AWEA's Myers Mihelic sees each of the phases as such a "different ball game" that it is hard to compare them. But much of wind H&S is not particular to the industry - lifting during onshore construction is similar to lifting in other sorts of construction, she argues, even if the wind-farm site might be windier and the issue of public safety less pervasive than for a high-rise in a dense city.
Even so, the goal of implementing H&S procedures and awareness into all aspects of work for everyone is similar during the different phases, even if the dimension and complexity is not, says Hansen.

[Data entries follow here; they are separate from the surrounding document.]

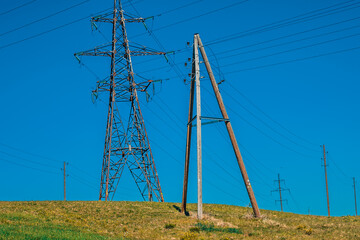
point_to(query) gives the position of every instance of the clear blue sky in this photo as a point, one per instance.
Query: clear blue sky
(46, 108)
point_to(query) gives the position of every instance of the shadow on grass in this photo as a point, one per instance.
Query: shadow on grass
(179, 210)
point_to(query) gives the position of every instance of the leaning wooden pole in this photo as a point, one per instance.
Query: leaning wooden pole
(327, 187)
(188, 138)
(230, 130)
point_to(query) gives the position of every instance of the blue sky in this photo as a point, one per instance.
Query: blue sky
(302, 73)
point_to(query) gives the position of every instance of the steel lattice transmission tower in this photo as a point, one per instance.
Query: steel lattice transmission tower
(126, 143)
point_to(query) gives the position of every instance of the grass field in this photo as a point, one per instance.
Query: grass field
(144, 220)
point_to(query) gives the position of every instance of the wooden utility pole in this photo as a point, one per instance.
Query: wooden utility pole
(280, 190)
(230, 131)
(327, 188)
(198, 127)
(188, 136)
(355, 197)
(64, 181)
(279, 181)
(195, 71)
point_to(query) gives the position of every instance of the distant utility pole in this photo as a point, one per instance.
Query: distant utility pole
(279, 190)
(355, 197)
(195, 79)
(64, 170)
(327, 188)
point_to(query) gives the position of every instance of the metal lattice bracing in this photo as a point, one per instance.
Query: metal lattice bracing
(126, 142)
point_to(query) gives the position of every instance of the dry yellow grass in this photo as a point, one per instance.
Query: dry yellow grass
(144, 220)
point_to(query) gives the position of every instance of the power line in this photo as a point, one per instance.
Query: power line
(267, 115)
(29, 153)
(263, 133)
(287, 36)
(295, 41)
(50, 30)
(281, 23)
(197, 16)
(24, 159)
(265, 123)
(294, 60)
(44, 18)
(178, 8)
(25, 166)
(18, 7)
(292, 50)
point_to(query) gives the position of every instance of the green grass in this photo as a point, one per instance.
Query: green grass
(144, 220)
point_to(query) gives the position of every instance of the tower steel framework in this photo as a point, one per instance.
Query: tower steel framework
(126, 143)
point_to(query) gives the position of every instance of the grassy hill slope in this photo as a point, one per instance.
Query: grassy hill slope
(143, 220)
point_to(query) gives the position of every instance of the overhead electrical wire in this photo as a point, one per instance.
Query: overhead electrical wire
(194, 17)
(298, 40)
(265, 123)
(18, 7)
(25, 166)
(50, 30)
(283, 23)
(43, 18)
(293, 60)
(291, 50)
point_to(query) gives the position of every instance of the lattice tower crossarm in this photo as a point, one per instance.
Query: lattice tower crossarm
(126, 143)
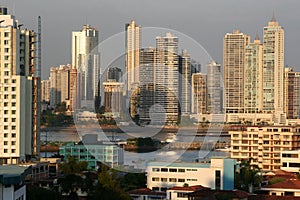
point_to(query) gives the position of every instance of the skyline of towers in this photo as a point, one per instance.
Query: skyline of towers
(273, 67)
(233, 75)
(86, 58)
(19, 129)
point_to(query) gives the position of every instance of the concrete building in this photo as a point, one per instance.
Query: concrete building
(45, 91)
(60, 85)
(185, 82)
(292, 94)
(19, 119)
(234, 51)
(86, 58)
(253, 93)
(263, 144)
(113, 97)
(218, 174)
(109, 154)
(290, 161)
(213, 88)
(147, 85)
(167, 78)
(12, 178)
(199, 93)
(273, 68)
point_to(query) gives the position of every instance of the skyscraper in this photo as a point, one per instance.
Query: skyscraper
(254, 77)
(199, 93)
(18, 132)
(234, 50)
(147, 86)
(85, 58)
(167, 77)
(132, 45)
(185, 82)
(213, 87)
(273, 67)
(291, 93)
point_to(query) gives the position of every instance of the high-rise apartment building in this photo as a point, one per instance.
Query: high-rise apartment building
(273, 68)
(253, 93)
(59, 85)
(263, 144)
(234, 50)
(85, 58)
(132, 45)
(292, 93)
(167, 77)
(185, 82)
(147, 86)
(199, 93)
(213, 70)
(19, 134)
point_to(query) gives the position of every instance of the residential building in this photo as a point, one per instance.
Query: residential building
(273, 68)
(94, 153)
(19, 95)
(12, 177)
(213, 84)
(86, 58)
(290, 161)
(147, 85)
(218, 174)
(263, 144)
(234, 51)
(199, 93)
(253, 93)
(292, 94)
(113, 97)
(167, 78)
(185, 82)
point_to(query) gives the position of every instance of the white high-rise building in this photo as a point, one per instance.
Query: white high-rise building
(85, 58)
(273, 68)
(233, 75)
(17, 61)
(213, 87)
(167, 77)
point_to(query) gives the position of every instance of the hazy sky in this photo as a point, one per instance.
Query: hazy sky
(206, 21)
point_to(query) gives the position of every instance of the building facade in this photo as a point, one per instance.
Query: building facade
(86, 58)
(218, 174)
(19, 129)
(273, 68)
(253, 92)
(199, 93)
(213, 88)
(234, 50)
(263, 144)
(291, 93)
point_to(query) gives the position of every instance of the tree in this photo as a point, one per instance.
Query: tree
(248, 176)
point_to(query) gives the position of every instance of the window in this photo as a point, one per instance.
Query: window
(172, 180)
(155, 169)
(164, 169)
(155, 179)
(172, 170)
(164, 180)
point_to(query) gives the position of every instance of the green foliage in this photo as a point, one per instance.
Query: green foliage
(37, 193)
(247, 177)
(73, 166)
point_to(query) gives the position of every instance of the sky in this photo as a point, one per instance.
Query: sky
(206, 21)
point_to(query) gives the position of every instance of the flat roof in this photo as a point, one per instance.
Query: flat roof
(13, 174)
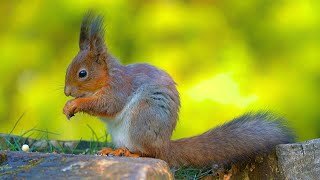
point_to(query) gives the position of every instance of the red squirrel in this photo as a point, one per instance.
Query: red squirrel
(140, 105)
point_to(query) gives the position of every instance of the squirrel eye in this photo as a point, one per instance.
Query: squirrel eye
(83, 73)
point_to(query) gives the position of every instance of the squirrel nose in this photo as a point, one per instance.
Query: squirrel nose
(67, 90)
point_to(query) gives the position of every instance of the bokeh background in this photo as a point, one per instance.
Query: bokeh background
(228, 58)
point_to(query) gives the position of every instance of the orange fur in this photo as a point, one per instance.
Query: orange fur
(140, 104)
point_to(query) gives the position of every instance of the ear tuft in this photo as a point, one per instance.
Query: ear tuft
(92, 32)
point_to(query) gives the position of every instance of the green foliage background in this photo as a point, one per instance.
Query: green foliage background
(228, 57)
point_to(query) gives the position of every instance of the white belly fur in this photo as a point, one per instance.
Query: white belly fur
(118, 127)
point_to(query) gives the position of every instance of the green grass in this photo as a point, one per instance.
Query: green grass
(44, 144)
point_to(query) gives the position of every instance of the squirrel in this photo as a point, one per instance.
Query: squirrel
(140, 105)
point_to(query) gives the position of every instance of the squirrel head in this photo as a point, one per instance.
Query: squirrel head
(88, 71)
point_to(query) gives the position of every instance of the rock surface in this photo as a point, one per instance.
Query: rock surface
(288, 161)
(300, 160)
(20, 165)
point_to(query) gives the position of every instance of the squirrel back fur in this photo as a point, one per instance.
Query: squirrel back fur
(140, 104)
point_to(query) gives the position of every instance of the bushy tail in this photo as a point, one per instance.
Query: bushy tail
(236, 141)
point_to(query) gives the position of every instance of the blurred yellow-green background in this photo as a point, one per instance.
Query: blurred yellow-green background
(228, 57)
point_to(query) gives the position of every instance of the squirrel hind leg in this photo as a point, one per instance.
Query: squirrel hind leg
(117, 152)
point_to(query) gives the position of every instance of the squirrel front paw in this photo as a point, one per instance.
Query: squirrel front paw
(70, 108)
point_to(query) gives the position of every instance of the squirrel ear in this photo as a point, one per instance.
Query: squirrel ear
(85, 31)
(97, 35)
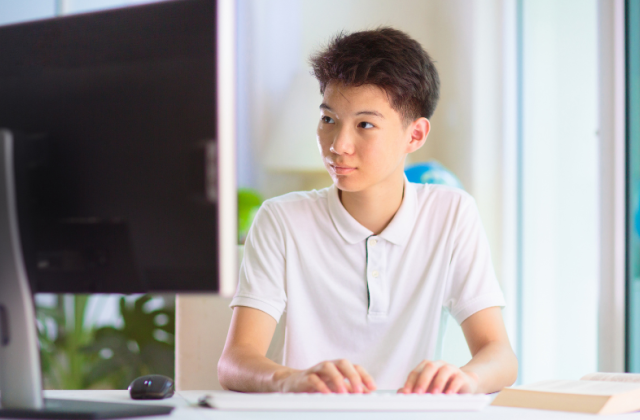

Her advice for coping with the transition from construction to O&M is using the opportunity of having overlapping phases for training the new teams so there is no gap.
Decisions taken during one phase greatly influence other phases, stresses Chris Streatfeild, H&S director at trade body RenewableUK. Therefore designing of H&S into projects is most important, he says. The wind turbine manufacturing community is becoming more cognisant of "safety by design". He agrees that there is more collaboration between financers and developers nowadays so that costs and risks are shared. After all, such a safety by design point of view helped the UK Olympics construction projects maintain an exemplary record with few accidents and no fatalities, he says.
PHASE BY PHASE - KEY SAFETY ISSUES
- Site construction Heavy lifting presents major risks onshore as well as added complexities at offshore sites
- Operations and maintenance Working with electricity in confined spaces, work at height, unplanned maintenance in remote locations requires a rescue plan, small teams
- Retrofitting Heavy lifting issues as in construction; relatively little experience in offshore sector so far
- Overall Transition between phases risks poor communication between teams, gaps in overlapping processes and training and poor handover procedures.